"To cement a new friendship, especially between foreigners or persons of a different social world, a spark with which both were secretly charged must fly from person to person, and cut across the accidents of place and time." -- Cornelia Otis Skinner
Cornelia Otis Skinner (May 30, 1899 — July 9, 1979) was an American author and actress.
"It is disturbing to discover in oneself these curious revelations of the validity of the Darwinian theory. If it is true that we have sprung from the ape, there are occasions when my own spring appears not to have been very far.""One learns in life to keep silent and draw one's own confusions.""Women have a special corner of their hearts for sins they have never committed.""Women's virtue is man's greatest invention."
Skinner was the daughter of the actor Otis Skinner and his wife Maud (Durbin) Skinner. After attending the all-girls' Baldwin School and Bryn Mawr College (1918—1919) and studying theatre at the Sorbonne in Paris, she began her career on the stage in 1921. She appeared in several plays before embarking on a tour of the United States from 1926 to 1929 in a one-woman performance of short character sketches she herself wrote. She wrote numerous short humorous pieces for publications like The New Yorker. These pieces were eventually compiled into a series of books, including Nuts in May, Dithers and Jitters, Excuse It Please!, and The Ape In Me, among others.
With Emily Kimbrough, she wrote Our Hearts Were Young and Gay, a hilarious description of their European tour after college. Kimbrough and Skinner went to Hollywood to act as consultants on the film version of the book, which resulted in We Followed Our Hearts to Hollywood. Skinner was portrayed by Bethel Leslie in the short-lived 1950 television series The Girls based upon Our Hearts Were Young and Gay.

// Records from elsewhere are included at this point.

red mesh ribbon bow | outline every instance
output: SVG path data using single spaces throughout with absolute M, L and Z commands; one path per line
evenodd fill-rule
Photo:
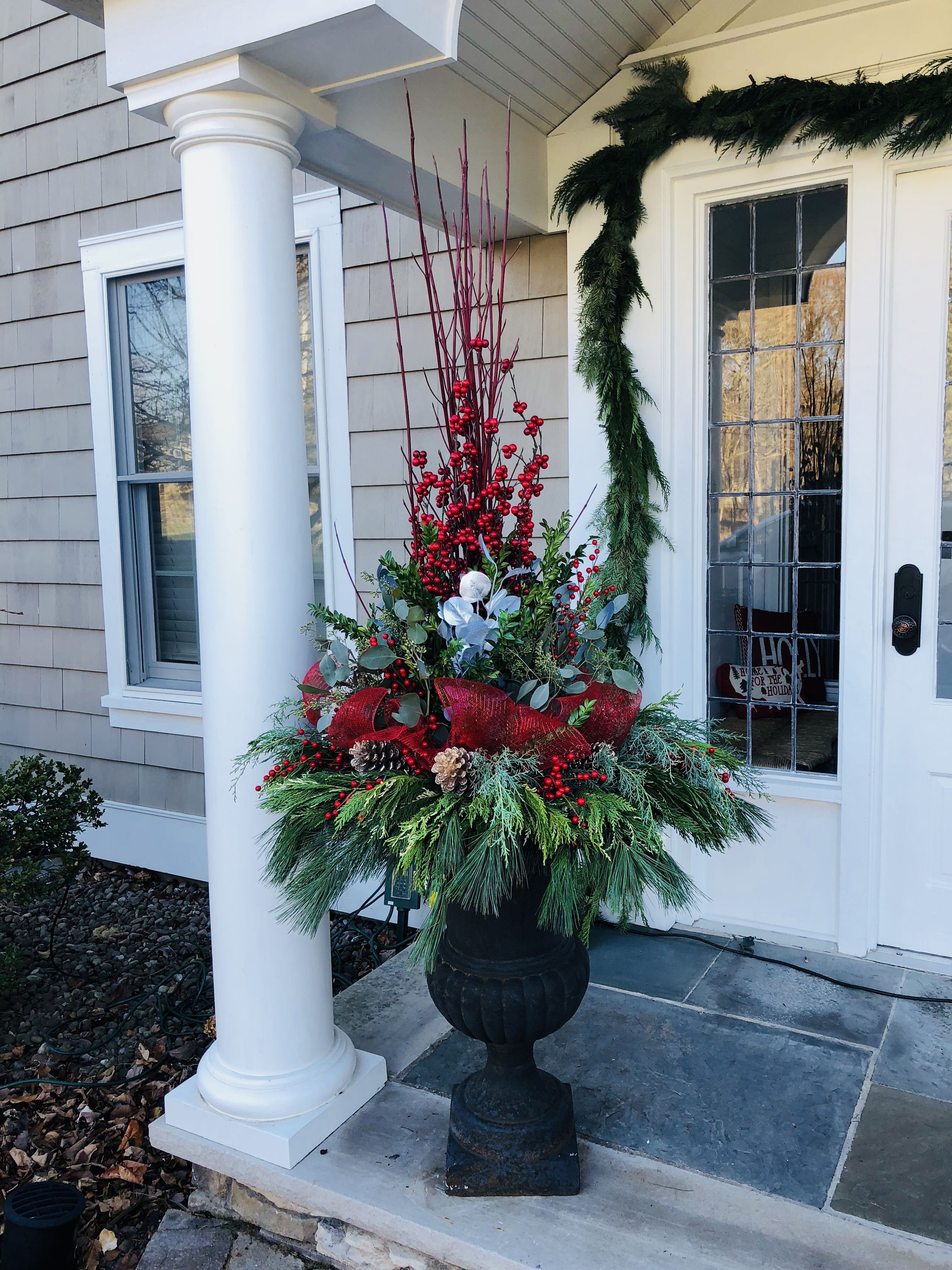
M 402 723 L 392 723 L 397 702 L 387 698 L 386 688 L 358 688 L 338 706 L 330 726 L 327 740 L 338 749 L 350 749 L 358 740 L 393 740 L 404 749 L 416 754 L 432 753 L 426 744 L 426 729 L 418 724 L 406 728 Z M 383 707 L 383 726 L 376 726 L 377 712 Z
M 498 754 L 501 749 L 539 758 L 584 758 L 589 743 L 561 716 L 517 706 L 501 688 L 470 679 L 435 679 L 439 700 L 451 720 L 449 744 Z M 575 698 L 572 698 L 575 700 Z M 557 702 L 556 702 L 557 704 Z M 569 718 L 571 710 L 565 715 Z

In 1952, her one-woman show Paris '90 (music and lyrics by Kay Swift) premiered on Broadway. An original cast recording was produced by Goddard Lieberson for Columbia Records, now available on compact disk. In later years Skinner wrote Madame Sarah (a biography of Sarah Bernhardt) and Elegant Wits and Grand Horizontals about the Belle Epoque. She also appeared with Orson Welles on The Campbell Playhouse radio play of The Things We Have on May 26, 1939.